池田屋事件 (11ページ)
「いただきっ!!」
「あーっ、ずっりぃぞ、しんぱっつあん!!」
「・・・悪いな、いつもこんな煩くて」
「いえ、楽しいです」
原田は騒ぐ平助と永倉を横目で見ながら千鶴を気遣う。騒がしいことに慣れていない千鶴は驚いたものの、楽しいと思い始めていた。家ではいつも静かだったから。父も名前も話すことは少ない。自然と家の中は静かになっていたのだ。最近は部屋で一人で食事をとっていたこともあり、余計に嬉しかった。千鶴は自然に口元が上がった。

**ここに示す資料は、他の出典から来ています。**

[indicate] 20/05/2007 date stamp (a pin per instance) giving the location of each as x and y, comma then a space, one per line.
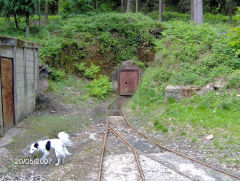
29, 161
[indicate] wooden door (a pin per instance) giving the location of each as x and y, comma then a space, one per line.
128, 82
7, 92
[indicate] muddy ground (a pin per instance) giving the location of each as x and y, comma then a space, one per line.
119, 163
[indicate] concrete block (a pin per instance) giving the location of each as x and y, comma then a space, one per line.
29, 65
20, 97
20, 91
19, 62
2, 51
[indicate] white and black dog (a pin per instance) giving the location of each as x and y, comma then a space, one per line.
59, 145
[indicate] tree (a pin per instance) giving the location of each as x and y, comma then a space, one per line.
136, 6
122, 6
197, 11
39, 13
46, 11
160, 10
230, 8
10, 8
129, 6
59, 5
26, 8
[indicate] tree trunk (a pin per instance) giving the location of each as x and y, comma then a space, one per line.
198, 11
16, 21
27, 25
160, 11
96, 4
8, 19
59, 7
136, 6
192, 10
230, 11
129, 6
122, 6
39, 13
46, 11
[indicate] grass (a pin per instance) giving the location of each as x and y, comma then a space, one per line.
193, 55
71, 90
208, 18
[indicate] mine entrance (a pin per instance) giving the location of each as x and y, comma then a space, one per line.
128, 81
7, 92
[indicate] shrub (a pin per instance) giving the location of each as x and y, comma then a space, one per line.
100, 87
234, 81
57, 75
92, 71
80, 67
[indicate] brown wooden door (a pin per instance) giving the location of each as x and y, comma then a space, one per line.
128, 82
7, 92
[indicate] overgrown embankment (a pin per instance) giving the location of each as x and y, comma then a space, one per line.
195, 55
103, 39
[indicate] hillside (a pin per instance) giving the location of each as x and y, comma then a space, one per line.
175, 52
189, 55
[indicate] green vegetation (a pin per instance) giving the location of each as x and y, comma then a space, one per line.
208, 17
92, 71
194, 55
100, 87
71, 89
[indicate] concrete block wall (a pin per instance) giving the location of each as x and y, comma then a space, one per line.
25, 63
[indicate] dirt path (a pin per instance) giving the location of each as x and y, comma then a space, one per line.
119, 163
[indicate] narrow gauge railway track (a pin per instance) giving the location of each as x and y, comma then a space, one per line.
114, 109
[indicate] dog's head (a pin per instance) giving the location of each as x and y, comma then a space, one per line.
33, 148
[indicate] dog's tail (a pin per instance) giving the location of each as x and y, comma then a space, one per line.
65, 138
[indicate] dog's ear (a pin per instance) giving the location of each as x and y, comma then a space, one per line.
36, 145
48, 145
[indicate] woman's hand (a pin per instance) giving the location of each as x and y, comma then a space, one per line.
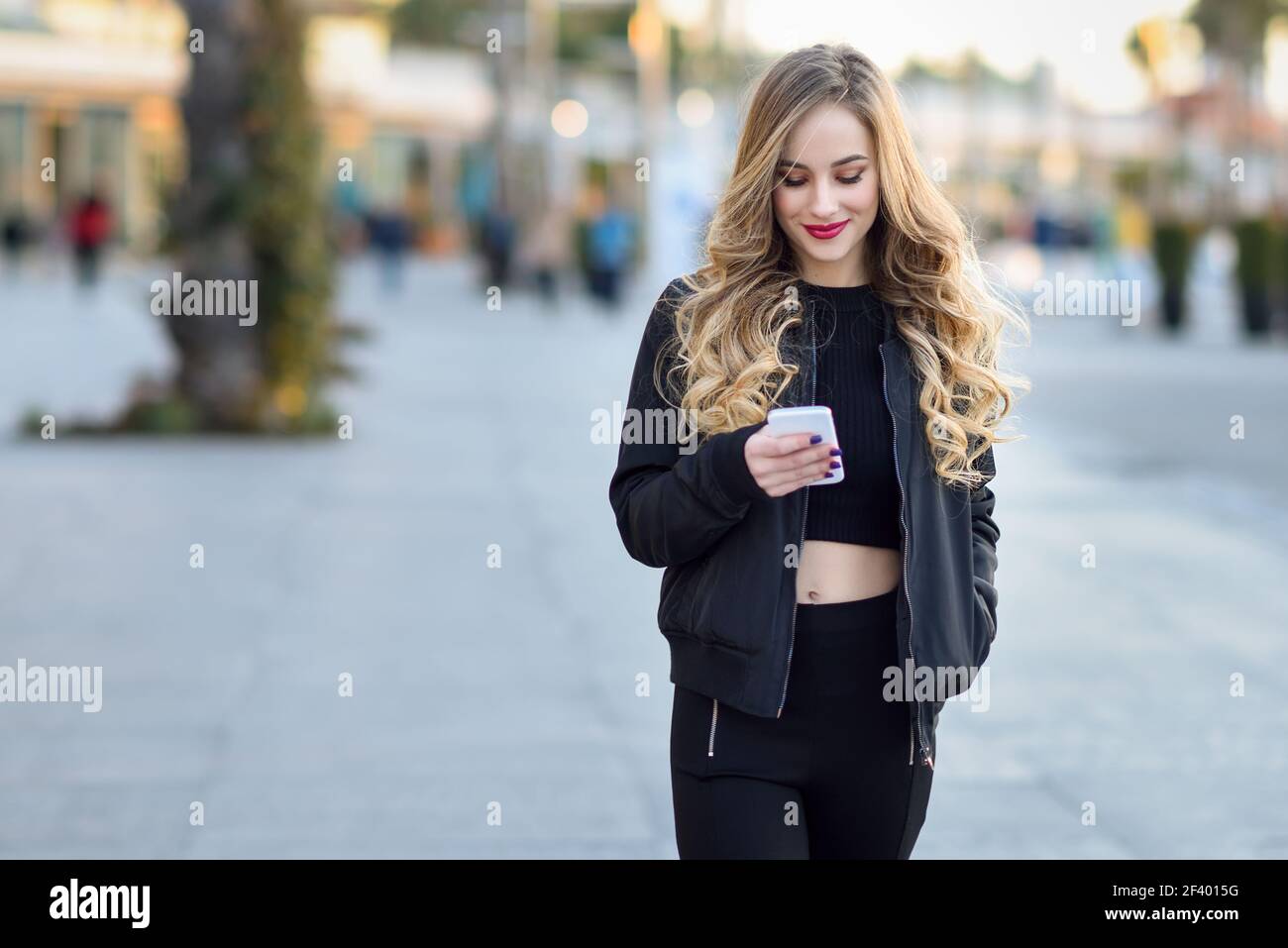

「やっと笑ったな、最初からそうやって笑ってろ。名前も笑えよ?」
『はぁ・・・』
私は新撰組の皆を誤解していたのかもしれない。少なくとも悪いだけの人たちではない。優しさを持っている人だっている。そう千鶴は思うようになってきていた。
「名前、隙ありっ」
『どうぞ』
「へっ!?」
いつもの永倉とのおかずの争奪戦。名前に目をつけた平助は魚を取ろうとしたが、まさかの返答に驚いた。
「い、いいのか?」
『俺はもう充分食べましたので。どうぞ』
「じゃあ・・・」
名前の様子を見ながら、おそるおそる手を伸ばし魚を掴んだ。
「ずっりぃぞ平助!」
賑やかな食事が終わった。騒いでいたのは平助と永倉だけだが。部屋へ戻る途中、
『・・・・・・山南さん』
「なんですか?名前君」
『左腕。気をつけてください。いやな気がします』
「・・・?左腕ですか?何か怪我をしているわけではないのですが・・・ありがとうございます。君がそう言うのなら気を付けましょう」
その会話を聞いていた沖田が廊下で名前に問いかける。
「山南さんの左腕がどうかしたの?」
『何か嫌な予感がしたんです』
「へぇ、そう」
その時は深く考えなかった。まさか本当に山南さんの左腕に悪いことが起こるなんて思ってもみなかったから。